Prosecutors said in closing arguments that Moussaoui had lied in custody to keep the 9/11 terror plot a secret.

But Moussaoui's court-appointed defence lawyers said he was a fantasist and al-Qaeda "hanger-on" who had no part in the attacks on New York and Washington.

Moussaoui has pleaded guilty to six counts of conspiracy to attack the US.

Defence lawyers appointed by the court had tried to stop the Moroccan-born Frenchman from testifying on the grounds that he would incriminate himself.

"Moussaoui was not involved in the 9/11 plot, no matter what he says," lead defence lawyer Edward MacMahon told the court in his closing argument on Wednesday.

"He's now trying to write a role for himself in history when in reality he's an al-Qaeda hanger-on," Mr MacMahon said.

'Fifth plane'

Mr MacMahon said the US government had failed to prove beyond reasonable doubt that Mr Moussaoui had been involved in the 9/11 attacks.

However, prosecutors in the trial cited testimony given by Moussaoui on Monday to argue that he should be put to death for his role in the 11 September 2001 attacks.

"Zacarias Moussaoui came to this country to kill as many Americans as he could," prosecutor David Raskin said. "He was supposed to fly the fifth plane into the White House on September 11," he said.

The victims of the attacks, Mr Raskin said, "would be alive today if he had told the truth and that is why he is eligible for the death penalty".

Trial phases

Jurors must agree that Moussaoui's actions directly caused the deaths of 11 September 2001 if he is to be deemed eligible for the death penalty.

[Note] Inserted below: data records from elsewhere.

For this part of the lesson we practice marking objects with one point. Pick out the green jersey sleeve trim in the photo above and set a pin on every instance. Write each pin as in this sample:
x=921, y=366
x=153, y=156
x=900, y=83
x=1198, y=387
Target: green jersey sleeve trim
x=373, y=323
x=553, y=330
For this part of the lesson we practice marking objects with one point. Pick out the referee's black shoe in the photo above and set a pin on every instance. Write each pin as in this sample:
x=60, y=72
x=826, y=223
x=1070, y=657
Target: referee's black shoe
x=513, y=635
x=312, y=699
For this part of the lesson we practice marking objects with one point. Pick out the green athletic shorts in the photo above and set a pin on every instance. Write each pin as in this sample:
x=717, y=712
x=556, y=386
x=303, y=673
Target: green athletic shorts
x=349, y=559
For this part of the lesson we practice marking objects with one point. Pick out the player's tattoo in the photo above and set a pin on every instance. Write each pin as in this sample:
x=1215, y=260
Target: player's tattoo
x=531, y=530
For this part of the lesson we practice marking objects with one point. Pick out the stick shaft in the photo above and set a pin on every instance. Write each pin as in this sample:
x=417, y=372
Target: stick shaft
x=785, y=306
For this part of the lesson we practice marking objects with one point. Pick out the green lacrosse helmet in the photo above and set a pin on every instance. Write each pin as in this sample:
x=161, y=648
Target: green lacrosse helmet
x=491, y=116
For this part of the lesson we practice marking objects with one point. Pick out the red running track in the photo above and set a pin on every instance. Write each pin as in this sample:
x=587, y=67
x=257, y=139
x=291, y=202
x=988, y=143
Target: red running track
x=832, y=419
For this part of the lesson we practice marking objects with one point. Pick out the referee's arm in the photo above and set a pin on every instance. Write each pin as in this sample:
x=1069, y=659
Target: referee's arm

If this happens, the sentencing trial enters its second phase in which testimony will be heard from relatives of people who died in the terror attacks.

Jurors must then retire for a second time to consider whether to impose the death penalty on Moussaoui.

Should the jurors decide unanimously, after the trial's first phase, that the government has not successfully proven Moussaoui is eligible for the death penalty, he will spend the rest of his life in prison.

In the event of a hung jury, where no unanimous decision is reached after the first phase, Moussaoui could face a retrial or again, spend the rest of his life in jail.

Moussaoui is the only man to be charged in connection with the 2001 attacks.

He was arrested on 16 August 2001, three weeks before the eventual attacks, as he attempted to speed his way through a pilot's course.

Moussaoui has become well-known for his unpredictable outbursts in the witness box.

During frequent appearances before the US courts, he has sometimes contradicted earlier testimony and appeared mentally unstable.